# A rescue/relocate with ATTITUDE



## longqi (Nov 26, 2011)

Facebook

Not supposed to live in Bali
Had no idea what it was as never seen one this colour before
elaphe radiata

Absolutely full on attitude


----------



## Herpaderpa (Nov 26, 2011)

Its really pretty!


----------



## pyrodarknessanny (Nov 26, 2011)

kinda looks like a moray eel 
impressive display its putting on too


----------



## Bandit05 (Nov 26, 2011)

Your idea of cute and mine are miles apart, very impressive though


----------



## Darlyn (Nov 26, 2011)

Hi there Longqi!

Interesting pics.
New guest of yours?
Where will you relocate this one?


----------



## longqi (Nov 26, 2011)

We have no idea yet
Extremely agitated and active
Have put it in a dark bag in a viv because it was going crazy
Trying to find out if it could be local
Otherwise its from North Sulawesi where that colour variant is known
Maybe came as a youngster in a banana bunch

If its not local will give it to a reptile park
If it could be local then another trip to West Bali national park
Just dropped 2 cobras there this morning


----------



## Trench (Nov 26, 2011)

I know a guy with the same name as you 
nice snake though


----------



## longqi (Dec 5, 2011)

Here is a very fitting climax
Found out that that variant can be local
So hopped on the bike to release it
Bali cops dont get paid much
So they like spotting Bules on bikes
Pulled me over right near where I was going to release it
Ive got an Indo licence so couldnt get me
Demanded to know what in the bag
I say 'Ular [snake in Bahasa]"
He doesnt believe me
Demands I open my rucksack

I have never seen a cop disappear so fast


----------



## Justdragons (Dec 5, 2011)

hahah i must remember that trick next time i get pulled over for exaust to loud....

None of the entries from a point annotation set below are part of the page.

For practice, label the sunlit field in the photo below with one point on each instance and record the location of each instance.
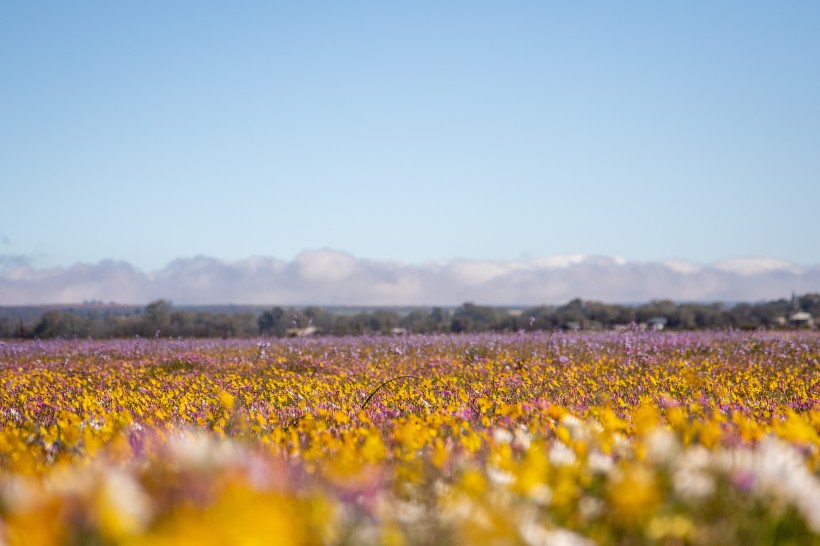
(533, 439)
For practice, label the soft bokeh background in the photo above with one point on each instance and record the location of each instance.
(447, 147)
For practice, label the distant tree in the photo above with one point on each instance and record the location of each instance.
(273, 322)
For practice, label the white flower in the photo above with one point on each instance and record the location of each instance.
(662, 446)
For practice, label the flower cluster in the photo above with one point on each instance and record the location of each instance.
(531, 439)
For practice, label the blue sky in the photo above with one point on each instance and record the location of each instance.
(415, 132)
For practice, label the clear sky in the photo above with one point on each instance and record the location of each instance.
(411, 132)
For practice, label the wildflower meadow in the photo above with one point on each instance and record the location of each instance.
(535, 438)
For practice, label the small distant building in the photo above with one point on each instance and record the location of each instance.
(801, 319)
(303, 332)
(657, 324)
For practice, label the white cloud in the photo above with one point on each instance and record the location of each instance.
(329, 277)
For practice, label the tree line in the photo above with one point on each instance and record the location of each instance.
(159, 318)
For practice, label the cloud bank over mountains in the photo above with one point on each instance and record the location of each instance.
(329, 277)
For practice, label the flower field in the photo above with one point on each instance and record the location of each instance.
(501, 439)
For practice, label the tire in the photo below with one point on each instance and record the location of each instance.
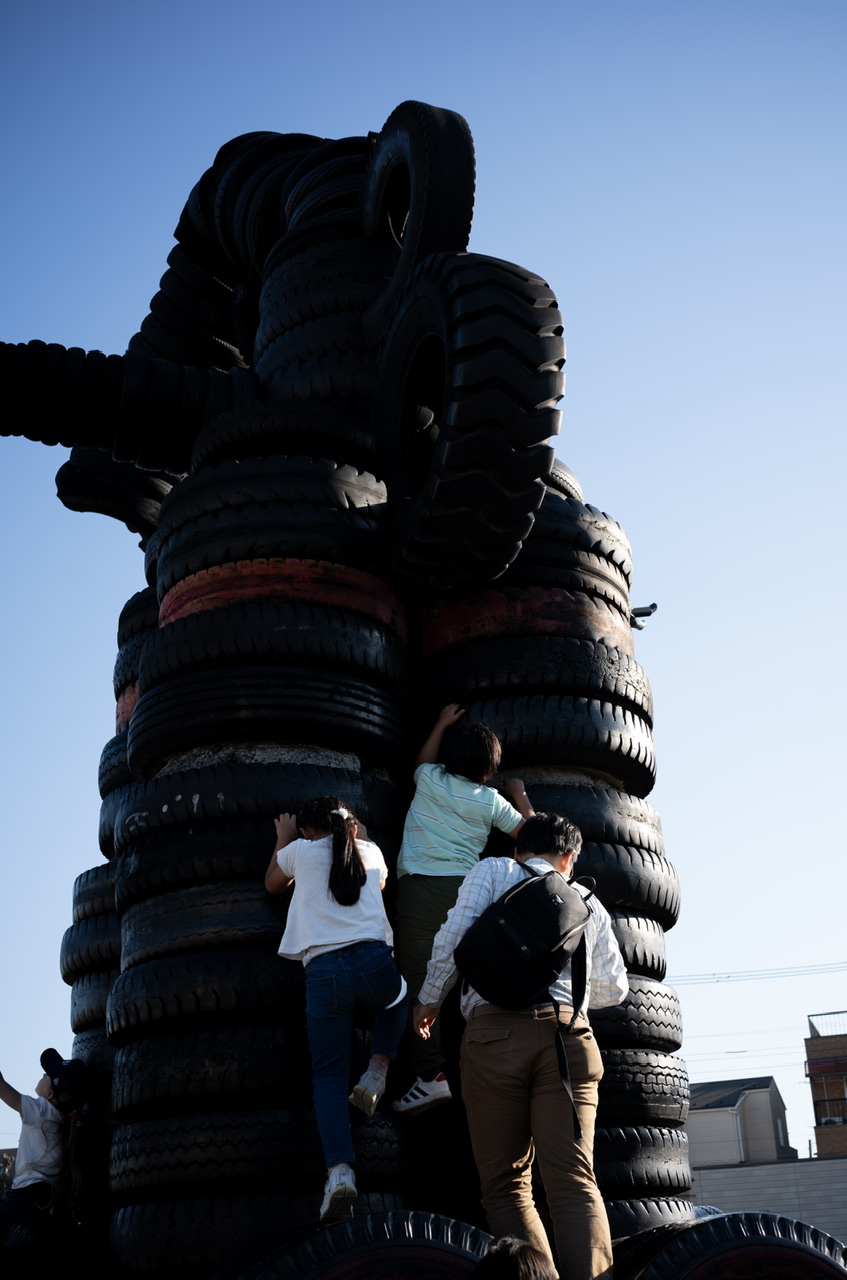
(91, 945)
(200, 853)
(298, 508)
(179, 800)
(140, 613)
(563, 480)
(310, 344)
(99, 1055)
(262, 704)
(644, 1088)
(631, 1216)
(114, 771)
(744, 1246)
(275, 579)
(289, 634)
(221, 1068)
(622, 846)
(94, 892)
(260, 1147)
(412, 1244)
(126, 672)
(196, 919)
(566, 731)
(649, 1018)
(641, 945)
(289, 428)
(645, 1161)
(470, 375)
(173, 1238)
(172, 1156)
(568, 531)
(88, 996)
(204, 988)
(539, 664)
(419, 193)
(91, 480)
(317, 483)
(517, 611)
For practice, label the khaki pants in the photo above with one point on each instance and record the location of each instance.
(517, 1107)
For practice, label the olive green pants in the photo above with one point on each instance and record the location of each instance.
(422, 903)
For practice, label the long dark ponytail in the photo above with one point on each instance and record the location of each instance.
(347, 872)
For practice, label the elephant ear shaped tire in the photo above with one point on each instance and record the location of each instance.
(470, 374)
(381, 1246)
(419, 193)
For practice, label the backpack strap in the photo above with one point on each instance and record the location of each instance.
(578, 984)
(562, 1059)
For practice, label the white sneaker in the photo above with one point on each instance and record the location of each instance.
(339, 1194)
(367, 1092)
(424, 1095)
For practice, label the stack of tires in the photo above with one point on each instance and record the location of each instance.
(275, 670)
(545, 657)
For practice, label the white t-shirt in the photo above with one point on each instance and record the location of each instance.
(316, 922)
(39, 1157)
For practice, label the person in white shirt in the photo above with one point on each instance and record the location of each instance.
(46, 1124)
(337, 926)
(517, 1105)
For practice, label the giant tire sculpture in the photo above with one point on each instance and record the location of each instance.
(333, 432)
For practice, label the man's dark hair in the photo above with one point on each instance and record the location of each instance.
(548, 833)
(471, 750)
(511, 1258)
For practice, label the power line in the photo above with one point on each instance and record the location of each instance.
(813, 970)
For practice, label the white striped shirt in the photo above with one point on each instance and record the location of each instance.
(605, 974)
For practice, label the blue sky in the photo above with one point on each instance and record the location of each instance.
(677, 173)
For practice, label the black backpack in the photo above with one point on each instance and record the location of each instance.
(520, 945)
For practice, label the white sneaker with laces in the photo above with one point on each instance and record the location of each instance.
(367, 1092)
(339, 1194)
(424, 1095)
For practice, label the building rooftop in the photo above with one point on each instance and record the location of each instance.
(828, 1024)
(726, 1093)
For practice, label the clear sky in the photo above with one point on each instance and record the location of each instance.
(677, 173)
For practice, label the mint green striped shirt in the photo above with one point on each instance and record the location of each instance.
(448, 823)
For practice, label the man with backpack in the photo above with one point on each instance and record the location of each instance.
(530, 1074)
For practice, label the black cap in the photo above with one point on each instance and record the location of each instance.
(69, 1079)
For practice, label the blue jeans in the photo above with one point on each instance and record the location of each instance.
(338, 982)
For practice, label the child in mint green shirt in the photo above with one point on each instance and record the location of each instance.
(445, 831)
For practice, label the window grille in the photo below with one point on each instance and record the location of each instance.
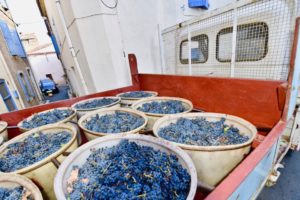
(264, 36)
(199, 49)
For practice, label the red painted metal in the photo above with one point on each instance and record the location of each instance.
(236, 177)
(260, 102)
(257, 101)
(291, 69)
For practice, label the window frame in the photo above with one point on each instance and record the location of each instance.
(186, 61)
(230, 30)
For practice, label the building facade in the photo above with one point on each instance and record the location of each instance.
(95, 37)
(17, 85)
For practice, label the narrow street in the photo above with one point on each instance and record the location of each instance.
(63, 94)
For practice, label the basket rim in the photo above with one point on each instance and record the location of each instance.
(154, 94)
(151, 99)
(74, 114)
(190, 166)
(47, 159)
(242, 121)
(22, 181)
(98, 107)
(106, 110)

"excuse me officer please look in this bag", bam and the cop is gone. lol


----------



## solar 17 (Dec 5, 2011)

ok, l am going to put my hand up, EXACTLY what is it(common name over there) and local ?????
........solar 17 {Baden}


----------



## Poggle (Dec 5, 2011)

was surprised noone asked this yet


----------



## longqi (Dec 5, 2011)

we call it several local names depending on local area
Ular Sapi is most common

Elaphe Radiata is one scientific name
Coelognathus radiata is same snake
Copperhead Racer is European nameI think
Usually green with lots of red
The throat blows up just like common tree snakes when it is a bit unhappy
little bit heavier build than Common Tree Snake but similar in speed and agility

This one was very unusually coloured
Photos were pretty close to reality
Very tempted to keep it and may have done so if it was a young one
But maybe will see it again living free


----------



## miss2 (Dec 5, 2011)

are you able to put up a pic not from fb? i cant see it


----------



## Tassie97 (Dec 5, 2011)

miss2 said:


> are you able to put up a pic not from fb? i cant see it


same!


----------



## longqi (Dec 5, 2011)

Sorry
Cant post pics here now
Dont use photothingywhatsit


----------



## vampstorso (Dec 5, 2011)

pyrodarknessanny said:


> kinda looks like a moray eel




And for this very reason I must say....I lovvvve it!


----------